Встретивший их мужчина в крахмальном белом халате производил впечатление человека с взрывным темпераментом. Красная шея и красные щеки, жесткие черные волосы над низким лбом, прорезанным вертикальными морщинами, спускавшимися к основанию носа.
Должно быть, дети его боятся, подумала Мириам, усаживаясь напротив него. Он не лечит травмы. Он их наносит.
— Вам повезло, — заговорил он, откровенно и без всякого смущения оглядев ее ноги и грудь. — Дюмез — мой старый друг. Он рассказал мне, что вас интересует. Скажу сразу, чтобы не было недоразумений. Историю болезни я вам не покажу, пока вы не принесете мне ордер на обыск. Не хочу, чтобы из-за вас меня вышвырнули с работы. Зато я могу рассказать вам, что произошло. Устраивает?
Мириам кивнула и поменяла местами скрещенные ноги, словно поощряя его к откровенности.
— Я прекрасно помню эту женщину и ее мужа, — начал он. — Имен я вам не назову. Она прибежала в больницу с ребенком на руках. Он присоединился к ней позже. Парковал машину. Пока мы оказывали малышу первую помощь, он сидел рядом с женой и не сводил с нее глаз. При этом он что-то тихо ей говорил. Что именно, я не слышал, но явно не слова утешения. Они просидели так три с половиной часа, пока длилась операция, и он ни разу не отвел от нее взгляда. Когда все было кончено, я подошел к ним. Объяснил, что должен задать им несколько вопросов о том, как произошел несчастный случай. Таково требование закона. Она отвечать не могла. И так еле на ногах держалась. Так что отвечал он. Рассказал какую-то совершенно невообразимую историю, и все время, пока рассказывал, буквально не отрывал от нее глаз, а она только молча кивала. Лицо у нее было белым. Почти таким же, как у умершего младенца. Я сообщил в полицию, и их еще раз допросили. Он почти слово в слово повторил ту же самую историю. Она все подтвердила и подписала протокол. Все. Делать было нечего. Доказательств никаких. Помню, уходя, мужчина повернулся и подмигнул мне. Вот мразь…
Он снова переживал ту давнишнюю трагедию и сжимал кулаки, словно мечтал вернуть время вспять и измочалить негодяя голыми руками.
— В тот день я понял, что один человек может желать смерти другому человеку. Я больше всего на свете хотел его убить. Вот. Больше мне вам рассказывать нечего. С тех пор я ни разу их не видел.
— Она сказала мне, что это она убила ребенка.
— Вы уверены, что правильно ее расслышали?
— Да.
Он нахмурил брови.
— Что ж… — в конце концов промолвил он. — Мне кажется, я понимаю, почему она так сказала. Это одновременно и логично, и абсурдно.
И тут Мириам тоже все поняла.
— Она казнит себя за то, что не помешала ему убить ребенка.

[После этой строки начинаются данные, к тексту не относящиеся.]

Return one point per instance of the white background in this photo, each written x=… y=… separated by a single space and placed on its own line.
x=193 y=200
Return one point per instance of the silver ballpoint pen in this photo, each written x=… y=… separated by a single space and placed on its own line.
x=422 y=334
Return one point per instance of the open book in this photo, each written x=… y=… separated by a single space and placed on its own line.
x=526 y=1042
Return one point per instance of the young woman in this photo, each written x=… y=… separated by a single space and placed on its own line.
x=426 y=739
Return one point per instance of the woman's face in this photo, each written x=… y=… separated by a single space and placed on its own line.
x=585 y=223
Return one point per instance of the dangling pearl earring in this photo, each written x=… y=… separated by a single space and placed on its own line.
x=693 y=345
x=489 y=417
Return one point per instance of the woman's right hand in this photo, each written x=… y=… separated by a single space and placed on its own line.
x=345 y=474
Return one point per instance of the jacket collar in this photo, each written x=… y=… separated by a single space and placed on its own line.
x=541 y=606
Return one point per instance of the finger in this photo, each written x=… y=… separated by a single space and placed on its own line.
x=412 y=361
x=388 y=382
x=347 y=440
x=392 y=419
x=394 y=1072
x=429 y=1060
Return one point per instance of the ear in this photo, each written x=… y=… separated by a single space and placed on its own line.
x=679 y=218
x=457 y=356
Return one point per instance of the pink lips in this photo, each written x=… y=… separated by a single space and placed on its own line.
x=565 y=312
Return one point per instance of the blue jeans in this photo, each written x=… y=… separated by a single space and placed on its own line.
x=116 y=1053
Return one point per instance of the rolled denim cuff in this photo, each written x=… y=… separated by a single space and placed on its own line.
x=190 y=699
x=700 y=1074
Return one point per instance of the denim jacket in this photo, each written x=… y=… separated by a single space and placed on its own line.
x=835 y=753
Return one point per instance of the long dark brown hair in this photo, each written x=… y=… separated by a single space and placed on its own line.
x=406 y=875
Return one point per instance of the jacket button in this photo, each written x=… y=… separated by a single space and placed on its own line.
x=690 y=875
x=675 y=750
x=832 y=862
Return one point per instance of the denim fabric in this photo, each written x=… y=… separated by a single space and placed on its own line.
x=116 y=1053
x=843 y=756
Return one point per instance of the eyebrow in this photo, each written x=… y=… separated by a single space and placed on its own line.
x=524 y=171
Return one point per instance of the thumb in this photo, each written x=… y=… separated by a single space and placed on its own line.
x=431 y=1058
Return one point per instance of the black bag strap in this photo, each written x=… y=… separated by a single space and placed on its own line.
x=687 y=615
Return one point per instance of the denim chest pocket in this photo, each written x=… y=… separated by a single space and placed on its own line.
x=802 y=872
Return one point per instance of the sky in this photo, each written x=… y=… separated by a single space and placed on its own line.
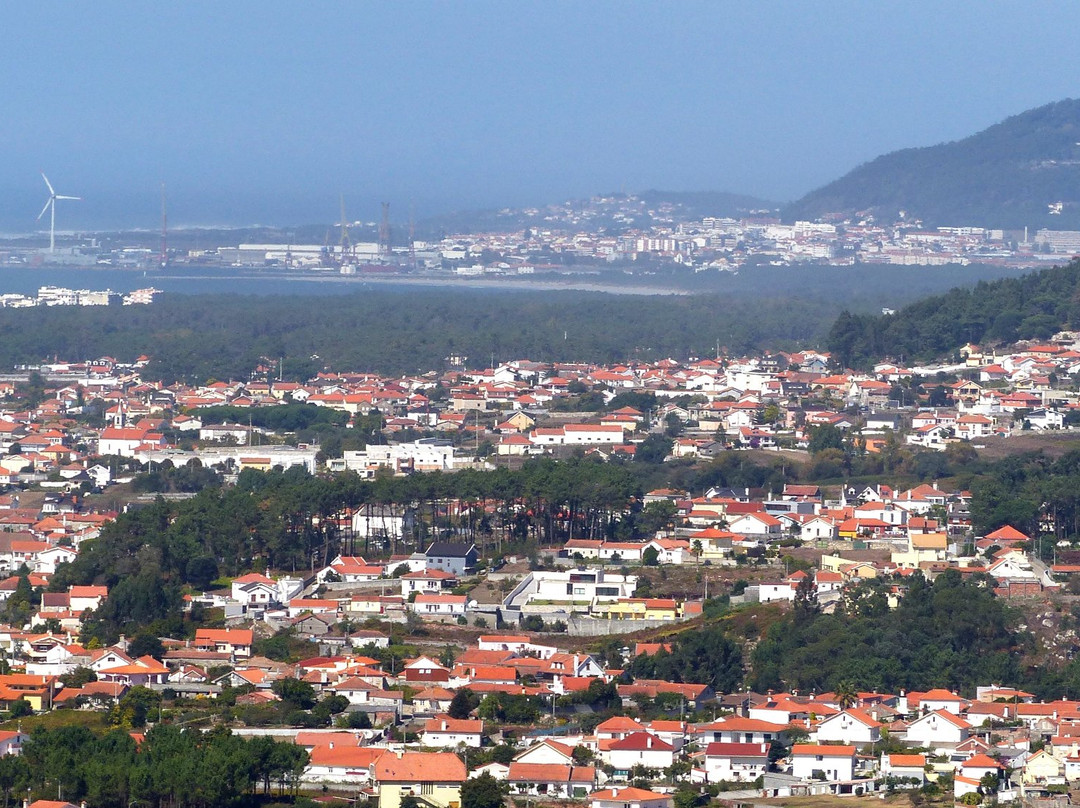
x=266 y=112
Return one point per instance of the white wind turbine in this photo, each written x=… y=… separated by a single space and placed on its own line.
x=51 y=203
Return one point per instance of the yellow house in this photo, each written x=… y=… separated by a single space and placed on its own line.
x=639 y=608
x=847 y=567
x=1042 y=768
x=434 y=778
x=922 y=548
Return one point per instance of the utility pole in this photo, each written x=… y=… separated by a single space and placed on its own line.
x=346 y=243
x=163 y=259
x=412 y=237
x=385 y=231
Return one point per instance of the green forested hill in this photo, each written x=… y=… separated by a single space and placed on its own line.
x=1003 y=176
x=1030 y=307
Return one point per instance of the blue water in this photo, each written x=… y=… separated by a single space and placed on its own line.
x=186 y=280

И считает себя виноватой в его смерти… Но продолжает жить с ним.
Врач грустно улыбнулся:
— Как раз это меня не удивляет. Если верить Дюмезу, вы думаете, что она хочет умереть. Значит, она ждет, когда он убьет и ее.
— Нет. Может быть, поначалу она и в самом деле этого ждала. Долго ждала. Но сегодня она ничего не ждет. Она собирается наложить на себя руки.
Жаннетта силилась сосредоточиться на показаниях свидетельницы, уже получившей в отделе прозвище Женщина-мотоцикл. Что она упустила?
Работа давалась ей с трудом. Дома у Жаннетты творилось черт знает что. Накануне вечером муж закатил ей скандал. Он обвинял ее в том, что она все меньше проводит времени с ним и с ребенком; она отбивалась как могла, но в глубине души понимала, что он прав. Дочку она видела урывками. С мужем они вот уже недели две не прикасались друг к другу. Как только это дело будет раскрыто, ей придется принять серьезное решение. Взять отпуск за свой счет. Или попросить перевода на другую должность, что позволит ей больше бывать дома.